Изменить размер шрифта - +
Оправдывать себя, но не лгать себе.

Сейчас Дамело, следуя учению кафеса и закону Мехмеда, должен убить своего брата, «чтобы был порядок на земле». И остаться один на один с муравейником, с этим оплотом любовной лжи, с этой мощью женского зла. Ну уж нет!

— Твои солдаты умирают, чтобы ты мог уйти! — яростно шепчет старший принц младшему. — Беги, я найду тебя потом. Я верну тебе трон, верь мне. В первый и последний раз, если хочешь.

Дамело-из-пустыни смотрит в глаза брату, кивает и отступает назад, во тьму, пахнущую благовониями с примесью голубиного дерьма и голубиной крови.

— Прекратить стрельбу! — кричит султан. — Преступник бежал! За ним! — и указывает путь.

Оставшиеся в живых башибузуки готовы перерезать Дамело глотку — ровно секунду, пока старший принц не поднимает руку и не тычет пальцем в конец коридора. Послушная стража кидается к дальним дверям. Лабиринт коридоров приведет их в другой двор. Пока солдаты султана доберутся до внешних стен, злоумышленника и след простынет.

Личная гвардия принца-разбойника ликует, не дрогнув ни одним мускулом. Она просто ждет смерти — после пыток, после зиндана, после всего, на что обрекла их верность предводителю. Глупцы. Дамело машет страже: взять! — и отправляется навстречу своей судьбе.

Будь на его месте младший принц, ничто не помешало бы ему насладиться бесшабашной, злой радостью победителя. Старший принц умнее — а может, трусливей. Как бы то ни было, он знает: хлеб почета горек. Его возводят на трон, чтобы контролировать каждый шаг, каждый вздох повелителя. Интересно, Дамело хотя бы позволят выбирать, с кем спать, или завтра же ему приведут четырех кадин и спешно окрутят, чтобы не возомнил о себе? Когда-то так и было — принц припоминает смутно, расплывчато, точно глядит через толстое кривое стекло: он был в каком-то месте, где разделил трапезу с четырьмя женщинами. И лишь потом, гораздо позже узнал, что то была свадебная трапеза, а ночь после нее была брачной ночью, отвратительной и бесстыдной, какую никогда не позволил бы себе честный, верный муж.

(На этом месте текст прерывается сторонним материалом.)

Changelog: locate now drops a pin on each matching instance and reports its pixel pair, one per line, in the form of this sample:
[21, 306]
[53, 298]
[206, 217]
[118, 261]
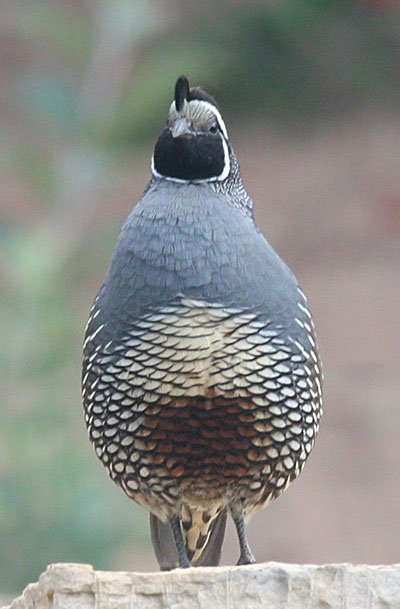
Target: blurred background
[310, 91]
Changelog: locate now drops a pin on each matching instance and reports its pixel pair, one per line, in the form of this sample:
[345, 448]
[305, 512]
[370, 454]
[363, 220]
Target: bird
[201, 374]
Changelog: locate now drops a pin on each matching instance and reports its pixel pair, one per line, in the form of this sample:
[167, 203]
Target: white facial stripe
[222, 176]
[217, 115]
[227, 163]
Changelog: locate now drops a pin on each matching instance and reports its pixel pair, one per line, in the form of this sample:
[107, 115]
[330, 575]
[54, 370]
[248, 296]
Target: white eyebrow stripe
[217, 114]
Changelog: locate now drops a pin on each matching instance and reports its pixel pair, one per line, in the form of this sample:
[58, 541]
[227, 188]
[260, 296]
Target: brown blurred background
[310, 92]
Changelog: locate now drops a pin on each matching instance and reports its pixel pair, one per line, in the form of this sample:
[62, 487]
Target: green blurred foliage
[86, 86]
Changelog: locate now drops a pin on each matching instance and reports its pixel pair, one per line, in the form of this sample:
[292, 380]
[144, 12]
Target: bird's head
[194, 145]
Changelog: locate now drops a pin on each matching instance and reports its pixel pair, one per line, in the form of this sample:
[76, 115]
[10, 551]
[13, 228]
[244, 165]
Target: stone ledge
[269, 585]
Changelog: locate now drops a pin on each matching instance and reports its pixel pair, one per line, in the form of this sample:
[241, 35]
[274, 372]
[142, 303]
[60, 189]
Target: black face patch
[189, 157]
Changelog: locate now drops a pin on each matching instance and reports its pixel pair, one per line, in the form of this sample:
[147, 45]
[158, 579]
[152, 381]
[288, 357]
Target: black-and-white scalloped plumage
[201, 375]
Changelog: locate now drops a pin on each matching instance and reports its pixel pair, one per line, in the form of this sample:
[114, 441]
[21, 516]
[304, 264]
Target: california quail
[201, 377]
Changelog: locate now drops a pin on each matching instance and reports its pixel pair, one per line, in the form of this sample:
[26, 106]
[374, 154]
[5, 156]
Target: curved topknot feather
[181, 92]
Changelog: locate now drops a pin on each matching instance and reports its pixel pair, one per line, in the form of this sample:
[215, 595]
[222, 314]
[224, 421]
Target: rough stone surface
[267, 586]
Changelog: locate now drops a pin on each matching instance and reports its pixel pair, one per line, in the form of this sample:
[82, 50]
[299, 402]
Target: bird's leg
[246, 555]
[184, 562]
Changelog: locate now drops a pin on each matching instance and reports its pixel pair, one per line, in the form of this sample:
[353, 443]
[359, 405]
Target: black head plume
[181, 92]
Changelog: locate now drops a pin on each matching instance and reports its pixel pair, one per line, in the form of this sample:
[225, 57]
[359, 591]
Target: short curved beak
[181, 127]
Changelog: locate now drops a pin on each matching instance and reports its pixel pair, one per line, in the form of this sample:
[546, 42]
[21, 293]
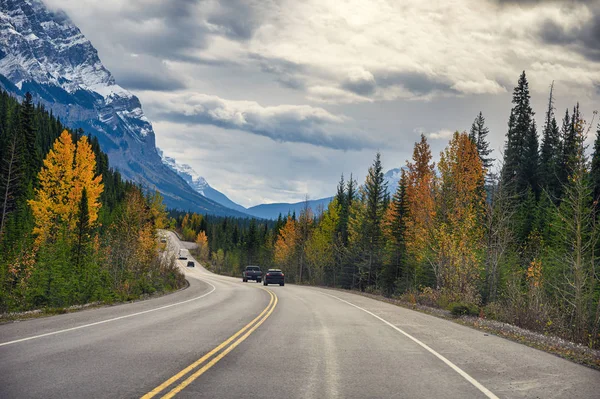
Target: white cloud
[285, 123]
[440, 134]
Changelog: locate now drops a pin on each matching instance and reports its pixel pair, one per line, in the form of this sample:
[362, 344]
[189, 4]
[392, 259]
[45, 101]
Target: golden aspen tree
[285, 246]
[460, 208]
[420, 204]
[67, 170]
[84, 177]
[202, 242]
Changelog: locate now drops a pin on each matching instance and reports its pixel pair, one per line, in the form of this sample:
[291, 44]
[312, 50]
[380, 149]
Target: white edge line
[109, 320]
[454, 367]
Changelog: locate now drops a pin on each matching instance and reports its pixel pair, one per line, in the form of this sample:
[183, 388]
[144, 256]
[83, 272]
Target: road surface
[221, 338]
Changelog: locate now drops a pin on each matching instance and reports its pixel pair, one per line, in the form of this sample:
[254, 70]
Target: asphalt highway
[222, 338]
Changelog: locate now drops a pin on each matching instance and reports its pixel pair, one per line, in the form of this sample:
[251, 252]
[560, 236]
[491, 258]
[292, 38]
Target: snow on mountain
[44, 53]
[199, 183]
[392, 178]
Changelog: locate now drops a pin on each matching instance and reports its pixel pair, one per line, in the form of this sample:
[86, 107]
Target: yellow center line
[207, 366]
[182, 373]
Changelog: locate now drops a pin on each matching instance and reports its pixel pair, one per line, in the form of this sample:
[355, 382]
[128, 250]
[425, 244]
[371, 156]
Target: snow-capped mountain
[199, 183]
[44, 53]
[392, 178]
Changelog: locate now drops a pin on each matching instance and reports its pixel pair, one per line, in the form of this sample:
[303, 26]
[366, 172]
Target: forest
[513, 239]
[72, 231]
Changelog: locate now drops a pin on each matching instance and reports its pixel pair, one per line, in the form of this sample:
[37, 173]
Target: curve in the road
[248, 329]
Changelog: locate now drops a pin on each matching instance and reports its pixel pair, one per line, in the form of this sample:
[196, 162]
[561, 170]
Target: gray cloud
[360, 82]
[235, 19]
[537, 2]
[417, 83]
[284, 123]
[142, 72]
[287, 73]
[584, 38]
[173, 29]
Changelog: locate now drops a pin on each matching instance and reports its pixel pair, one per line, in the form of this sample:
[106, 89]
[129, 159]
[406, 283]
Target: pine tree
[595, 172]
[394, 228]
[83, 229]
[375, 189]
[570, 143]
[550, 154]
[519, 140]
[12, 175]
[478, 135]
[531, 161]
[28, 131]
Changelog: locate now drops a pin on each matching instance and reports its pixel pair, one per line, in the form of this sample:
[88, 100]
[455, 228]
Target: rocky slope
[43, 52]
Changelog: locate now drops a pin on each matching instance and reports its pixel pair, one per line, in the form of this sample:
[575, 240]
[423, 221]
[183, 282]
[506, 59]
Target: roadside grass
[548, 343]
[53, 311]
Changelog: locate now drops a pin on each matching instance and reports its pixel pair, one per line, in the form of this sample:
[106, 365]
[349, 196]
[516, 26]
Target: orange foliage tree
[68, 169]
[202, 242]
[459, 231]
[420, 203]
[286, 245]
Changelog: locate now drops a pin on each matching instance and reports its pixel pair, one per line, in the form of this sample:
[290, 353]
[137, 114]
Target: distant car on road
[252, 273]
[274, 276]
[182, 254]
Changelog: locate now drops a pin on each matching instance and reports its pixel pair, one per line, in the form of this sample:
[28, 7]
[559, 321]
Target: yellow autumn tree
[420, 204]
[459, 229]
[202, 242]
[286, 245]
[68, 169]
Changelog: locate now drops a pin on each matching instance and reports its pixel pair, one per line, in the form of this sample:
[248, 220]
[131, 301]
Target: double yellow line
[228, 344]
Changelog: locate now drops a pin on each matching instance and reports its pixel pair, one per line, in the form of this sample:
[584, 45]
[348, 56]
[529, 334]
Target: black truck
[252, 273]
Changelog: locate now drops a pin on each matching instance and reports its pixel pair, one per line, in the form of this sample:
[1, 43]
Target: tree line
[72, 231]
[518, 245]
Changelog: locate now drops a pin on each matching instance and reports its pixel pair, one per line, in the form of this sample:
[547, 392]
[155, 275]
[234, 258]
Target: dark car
[252, 273]
[274, 276]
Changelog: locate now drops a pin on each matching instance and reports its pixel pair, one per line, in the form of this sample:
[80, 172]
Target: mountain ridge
[44, 53]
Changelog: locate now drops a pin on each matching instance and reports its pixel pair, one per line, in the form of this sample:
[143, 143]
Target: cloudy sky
[271, 100]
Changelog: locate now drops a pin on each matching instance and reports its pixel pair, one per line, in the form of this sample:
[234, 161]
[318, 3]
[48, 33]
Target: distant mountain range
[44, 53]
[264, 211]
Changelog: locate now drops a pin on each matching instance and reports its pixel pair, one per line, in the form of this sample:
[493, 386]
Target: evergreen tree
[12, 175]
[531, 161]
[550, 154]
[83, 229]
[569, 148]
[520, 141]
[375, 189]
[394, 266]
[478, 135]
[28, 131]
[595, 172]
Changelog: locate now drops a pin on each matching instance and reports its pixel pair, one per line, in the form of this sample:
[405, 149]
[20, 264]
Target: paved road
[282, 342]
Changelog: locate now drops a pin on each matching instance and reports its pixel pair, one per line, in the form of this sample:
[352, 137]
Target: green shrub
[463, 309]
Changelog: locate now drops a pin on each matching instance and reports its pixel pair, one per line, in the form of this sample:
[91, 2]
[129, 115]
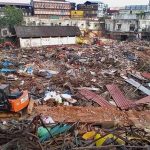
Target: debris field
[81, 97]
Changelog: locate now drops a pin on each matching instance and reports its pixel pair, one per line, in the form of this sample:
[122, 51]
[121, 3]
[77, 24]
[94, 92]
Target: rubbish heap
[81, 96]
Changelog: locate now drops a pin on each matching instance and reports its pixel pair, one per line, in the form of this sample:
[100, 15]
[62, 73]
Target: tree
[12, 16]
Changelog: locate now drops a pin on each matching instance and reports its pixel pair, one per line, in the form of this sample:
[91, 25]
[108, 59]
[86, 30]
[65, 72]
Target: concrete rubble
[72, 95]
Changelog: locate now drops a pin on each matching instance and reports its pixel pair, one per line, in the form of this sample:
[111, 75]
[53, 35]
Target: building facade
[23, 5]
[83, 24]
[51, 9]
[122, 27]
[93, 9]
[38, 36]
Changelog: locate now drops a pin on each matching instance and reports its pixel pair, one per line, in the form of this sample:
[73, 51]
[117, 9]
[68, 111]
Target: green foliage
[12, 16]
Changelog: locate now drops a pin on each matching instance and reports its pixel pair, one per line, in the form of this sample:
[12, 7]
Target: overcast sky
[111, 3]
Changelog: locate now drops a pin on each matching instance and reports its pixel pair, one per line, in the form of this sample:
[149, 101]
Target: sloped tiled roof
[46, 31]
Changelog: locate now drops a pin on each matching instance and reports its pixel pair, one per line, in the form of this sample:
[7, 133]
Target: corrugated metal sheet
[89, 95]
[146, 75]
[118, 97]
[143, 100]
[46, 31]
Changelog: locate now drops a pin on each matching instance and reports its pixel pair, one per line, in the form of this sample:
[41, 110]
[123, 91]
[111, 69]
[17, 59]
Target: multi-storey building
[51, 9]
[20, 4]
[93, 9]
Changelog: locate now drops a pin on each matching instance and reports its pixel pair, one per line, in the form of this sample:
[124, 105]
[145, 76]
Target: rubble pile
[78, 86]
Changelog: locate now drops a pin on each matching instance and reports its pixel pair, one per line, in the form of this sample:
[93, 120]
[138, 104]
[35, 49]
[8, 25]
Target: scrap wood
[119, 98]
[89, 95]
[95, 115]
[83, 114]
[144, 100]
[137, 85]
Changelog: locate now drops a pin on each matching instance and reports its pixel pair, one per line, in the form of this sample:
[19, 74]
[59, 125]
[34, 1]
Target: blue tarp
[7, 63]
[5, 70]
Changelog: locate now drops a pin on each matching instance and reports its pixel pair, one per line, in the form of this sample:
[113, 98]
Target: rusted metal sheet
[95, 115]
[89, 95]
[137, 85]
[82, 114]
[144, 100]
[118, 97]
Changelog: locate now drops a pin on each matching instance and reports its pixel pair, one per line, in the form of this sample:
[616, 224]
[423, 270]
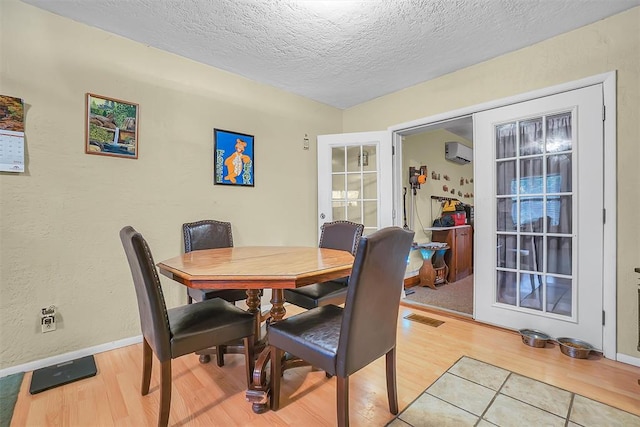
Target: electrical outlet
[48, 318]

Да только он не честный муж. Дамело наконец-то выпускает на свет хищного, злобного монстра правды, недавно царапавшего сердце, не дававшего вздохнуть без боли. Откуда-то приходит имя зверя — грудолом. А еще старшему принцу — нет, уже султану — отчего-то мерещится взгляд старой ведьмы, мерещится всюду — в гареме, в диване, в верблюжатне, куда Дамело идет нарочно, а не зовет к себе деведжи-баши для доклада. Султан идет, осматривает дромадеров, представляя, как порадовали бы принца-разбойника нелепые голенастые твари, невозмутимые и неутомимые, как привольно жилось бы им в саду Аллаха, под белесым горячим небом. Взгляд старухи преследует его, словно такой же неутомимый зверь, только невидимый. Хотя женщины никогда не выходят из своих покоев, если их не зовут. Сколько же не покидала своей комнаты мать голубей?

 

* * *

На следующий день Дамело снова у нее, у ведьмы. Кажется, он близок к тому, чтобы назвать эту женщину своей валиде. Старшему принцу все равно, он ведь не знал матери. И не узнает уже никогда. А безымянная старуха в обмен на власть и свободу, какой не обладает никто, кроме валиде-султан, поможет Дамело вернуть брата.

— Он не годится в правители, — говорит ведьма вместо приветствия. — Он не понимает, с чем имеет дело.

— Я объясню, — клянется новоиспеченный султан, мечтающий сбросить бремя власти.

— Что ты ему объяснишь, мальчик? — дерзит старуха. — Твой брат думает о гареме как о царстве мужской похоти, а это царство женской силы. Оно погубит принца пустыни, погубит очень скоро. Ты все-таки намерен его убить?

Дамело не отвечает. Он смотрит на решетку в окне, на старинную резную решетку, посеченную редкими дождями и частыми ветрами, намертво вделанную в откосы окна.